5. Corrections Corporation of America (CCA) and 6. The GEO Group (Private Prisons)
The for-profit prison industry is worth $70 billion. Private prison companies like CCA and The Geo Group approach cash-strapped states and offer to save them money by buying their prisons. However, evidence that private prisons save money is mixed at best. States pay a daily fee for each prisoner housed in a private prisons, and corporations set a number of beds (usually no less than 1,000) and an occupancy rate (usually around 90 percent) that states must meet or pay a fine for each empty bed. It is unbelievable that such deals are legal since they give states an incentive, other than crime, to keep people in prison. In order to increase profit margins, private prisons keep prisoners in less humane and less sanitary conditions. This leads to higher incidences of violence, and higher rates of recidivism in private versus state-run prisons.
For-profit prison corporations also contribute to political campaigns and lobby states and the federal government to pass laws that will increase their profits. In the past 10 years, CCA has spent $17.4 million on lobbying. Between 2003 and 2012, it made $1.9 million in political contributions. The Geo Group spent $2.5 million on lobbying in the last 8 years and $2.9 million in political contributions between 2003 and 2012. They help to write laws that create more prisoners. Two key methods are criminalizing more activities and increasing sentencing.
Remember the law in Arizona that said that people who "looked Hispanic" could be required to show law enforcement papers whenever asked? As NPR reported, ALEC (the American Legislative Exchange Council) and the private prison lobby wrote that law. Many of the laws they have successfully lobbied for aim not to deport undocumented immigrants, but to imprison them for long periods of time so that corporations can reap the profits. Nearly half of all immigrant detainees are currently housed in private prisons, according to a Huffington Post investigation. Detaining undocumented women and children while they await hearings was all but eliminated up until recent years.
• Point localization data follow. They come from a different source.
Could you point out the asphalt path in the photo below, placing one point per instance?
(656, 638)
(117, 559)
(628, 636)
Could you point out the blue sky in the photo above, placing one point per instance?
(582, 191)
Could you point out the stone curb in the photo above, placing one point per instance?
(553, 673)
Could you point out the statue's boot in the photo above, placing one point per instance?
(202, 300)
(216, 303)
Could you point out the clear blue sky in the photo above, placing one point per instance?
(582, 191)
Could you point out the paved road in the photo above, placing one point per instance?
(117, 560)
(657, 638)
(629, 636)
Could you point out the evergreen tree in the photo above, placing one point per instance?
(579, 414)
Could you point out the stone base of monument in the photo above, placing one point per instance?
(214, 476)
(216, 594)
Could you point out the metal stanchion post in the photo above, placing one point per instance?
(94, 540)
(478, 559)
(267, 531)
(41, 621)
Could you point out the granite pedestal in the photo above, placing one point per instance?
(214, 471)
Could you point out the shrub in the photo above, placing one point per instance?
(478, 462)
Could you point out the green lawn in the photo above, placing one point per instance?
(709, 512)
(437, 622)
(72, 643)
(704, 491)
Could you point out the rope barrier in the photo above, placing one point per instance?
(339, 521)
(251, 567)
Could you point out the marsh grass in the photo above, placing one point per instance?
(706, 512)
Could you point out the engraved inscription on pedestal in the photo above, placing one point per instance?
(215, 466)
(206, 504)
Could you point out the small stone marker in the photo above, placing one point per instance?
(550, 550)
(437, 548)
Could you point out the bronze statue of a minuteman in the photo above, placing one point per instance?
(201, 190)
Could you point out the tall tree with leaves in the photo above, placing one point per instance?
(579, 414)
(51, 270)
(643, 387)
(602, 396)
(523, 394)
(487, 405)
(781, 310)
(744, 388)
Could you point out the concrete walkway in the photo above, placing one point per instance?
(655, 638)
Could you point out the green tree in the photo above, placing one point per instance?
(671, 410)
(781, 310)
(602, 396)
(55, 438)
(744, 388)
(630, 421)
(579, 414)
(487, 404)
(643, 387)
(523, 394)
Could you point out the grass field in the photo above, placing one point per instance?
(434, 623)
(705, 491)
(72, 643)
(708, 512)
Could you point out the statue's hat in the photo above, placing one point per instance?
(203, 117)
Under the Obama administration, the number of immigrants detained in inhumane conditions, mostly in private prisons, has skyrocketed.
This is the result of failed policy.
The War on Drugs has also created ballooning prison populations by increasing arrests for petty offenses (such as marijuana possession). America has the longest first time drug offense sentences (5-10 years) of developed nations. Research shows, however, that incarceration does not reduce crime because incarceration only prevents crime when a subject is locked up. Research shows, further, that the possibility of prison time does not deter crime before it happens and may actually encourage prisoners to commit more crimes once they are released as recidivism rates are astonishingly high. In actuality, prison creates a cycle of crime and imprisonment in impoverished neighborhoods.